Clients, particularly those on the younger side, often balk at the document execution requirements imposed when it comes time to sign their wills. They have become comfortable signing real estate documents via online signature. Business transactions worth millions of dollars are often signed electronically. On an almost daily basis, people click boxes and type in initials to enter into online agreements. Yet, the execution of wills have largely avoided a move into the electronic realm. With a few states now moving in that direction, this article examines why the execution of a will comes along with some special considerations not present in other types of documents and the means in which a recently passed Florida law seeks to address those considerations.

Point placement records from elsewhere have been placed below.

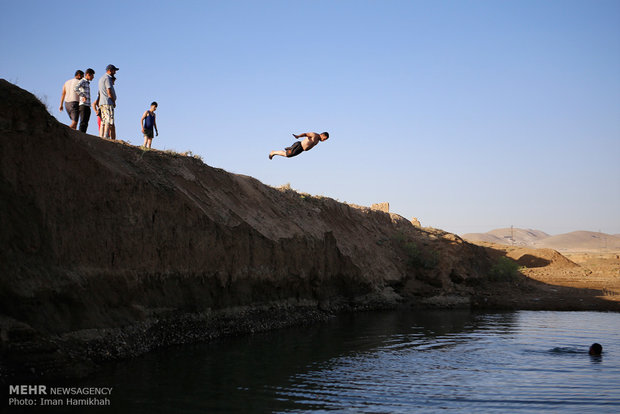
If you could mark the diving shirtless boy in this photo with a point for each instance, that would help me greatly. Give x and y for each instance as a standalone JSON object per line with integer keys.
{"x": 312, "y": 138}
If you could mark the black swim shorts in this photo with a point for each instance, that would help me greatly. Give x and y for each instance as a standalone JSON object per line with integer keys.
{"x": 294, "y": 149}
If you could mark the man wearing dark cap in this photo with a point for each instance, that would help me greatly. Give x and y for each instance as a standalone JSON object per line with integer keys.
{"x": 107, "y": 102}
{"x": 312, "y": 138}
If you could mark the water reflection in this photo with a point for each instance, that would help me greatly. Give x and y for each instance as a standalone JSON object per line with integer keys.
{"x": 385, "y": 362}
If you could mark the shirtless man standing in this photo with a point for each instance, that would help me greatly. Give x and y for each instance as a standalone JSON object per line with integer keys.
{"x": 312, "y": 138}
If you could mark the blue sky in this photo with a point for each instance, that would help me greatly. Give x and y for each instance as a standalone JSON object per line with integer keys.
{"x": 470, "y": 115}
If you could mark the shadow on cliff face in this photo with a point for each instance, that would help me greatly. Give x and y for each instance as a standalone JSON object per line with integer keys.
{"x": 111, "y": 251}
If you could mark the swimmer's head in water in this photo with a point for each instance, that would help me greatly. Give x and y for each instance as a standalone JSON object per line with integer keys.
{"x": 595, "y": 349}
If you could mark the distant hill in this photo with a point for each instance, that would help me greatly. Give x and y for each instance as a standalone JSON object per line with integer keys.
{"x": 580, "y": 240}
{"x": 574, "y": 241}
{"x": 514, "y": 236}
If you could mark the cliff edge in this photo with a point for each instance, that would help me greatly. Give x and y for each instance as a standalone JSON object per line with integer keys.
{"x": 109, "y": 251}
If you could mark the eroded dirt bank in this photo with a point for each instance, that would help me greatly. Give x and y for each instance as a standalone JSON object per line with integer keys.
{"x": 108, "y": 251}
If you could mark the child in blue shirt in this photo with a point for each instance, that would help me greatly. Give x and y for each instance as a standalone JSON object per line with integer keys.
{"x": 147, "y": 123}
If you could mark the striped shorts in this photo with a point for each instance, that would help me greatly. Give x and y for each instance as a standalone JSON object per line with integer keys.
{"x": 107, "y": 114}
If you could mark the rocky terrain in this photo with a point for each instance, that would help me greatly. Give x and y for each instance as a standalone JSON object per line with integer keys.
{"x": 108, "y": 251}
{"x": 576, "y": 241}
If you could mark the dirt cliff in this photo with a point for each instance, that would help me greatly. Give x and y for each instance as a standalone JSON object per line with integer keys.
{"x": 109, "y": 251}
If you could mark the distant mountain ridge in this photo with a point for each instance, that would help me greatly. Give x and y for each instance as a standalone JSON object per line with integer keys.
{"x": 574, "y": 241}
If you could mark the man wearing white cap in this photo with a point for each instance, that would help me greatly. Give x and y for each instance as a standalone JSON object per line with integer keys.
{"x": 107, "y": 102}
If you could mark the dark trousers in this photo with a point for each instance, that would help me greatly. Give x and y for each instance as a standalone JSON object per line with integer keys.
{"x": 84, "y": 117}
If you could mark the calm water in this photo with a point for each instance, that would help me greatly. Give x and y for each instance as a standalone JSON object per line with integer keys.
{"x": 390, "y": 362}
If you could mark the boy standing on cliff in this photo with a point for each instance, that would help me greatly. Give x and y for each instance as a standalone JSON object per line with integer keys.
{"x": 312, "y": 138}
{"x": 71, "y": 98}
{"x": 147, "y": 122}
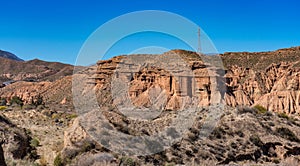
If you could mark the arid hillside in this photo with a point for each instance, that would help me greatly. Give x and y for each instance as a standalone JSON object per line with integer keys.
{"x": 258, "y": 122}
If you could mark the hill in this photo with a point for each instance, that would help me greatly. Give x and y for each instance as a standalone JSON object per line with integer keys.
{"x": 34, "y": 70}
{"x": 8, "y": 55}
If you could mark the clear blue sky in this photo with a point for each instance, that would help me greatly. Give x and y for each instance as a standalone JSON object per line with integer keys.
{"x": 55, "y": 30}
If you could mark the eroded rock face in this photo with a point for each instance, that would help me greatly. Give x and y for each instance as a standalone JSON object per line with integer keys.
{"x": 2, "y": 160}
{"x": 16, "y": 141}
{"x": 276, "y": 88}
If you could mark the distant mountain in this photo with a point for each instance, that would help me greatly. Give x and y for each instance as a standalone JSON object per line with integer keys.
{"x": 34, "y": 70}
{"x": 8, "y": 55}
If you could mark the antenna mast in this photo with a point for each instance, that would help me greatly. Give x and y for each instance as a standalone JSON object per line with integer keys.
{"x": 199, "y": 41}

Pennsylvania adopted a version of the Uniform Electronic Transactions Act (UETA) almost 20 years ago, see 73 P.S. Section 2260.101 et seq. Broadly, the UETA allows parties to utilize electronic signatures and form electronic contracts so long as all parties to a transaction agree to do so. The term “electronic signature” is defined as “an electronic sound, symbol or process attached to or logically associated with a record and executed or adopted by a person with the intent to sign the record.” Such electronic signatures may take the form of an electronic representation of a person’s written signature—essentially inserting a representation of a physical signature into a document. It may take the form of clicking on an area of an electronic document in a software program that automatically inserts your signature.  It may take the form of requiring your thumbprint or other biometric data such as a retinal or iris scan.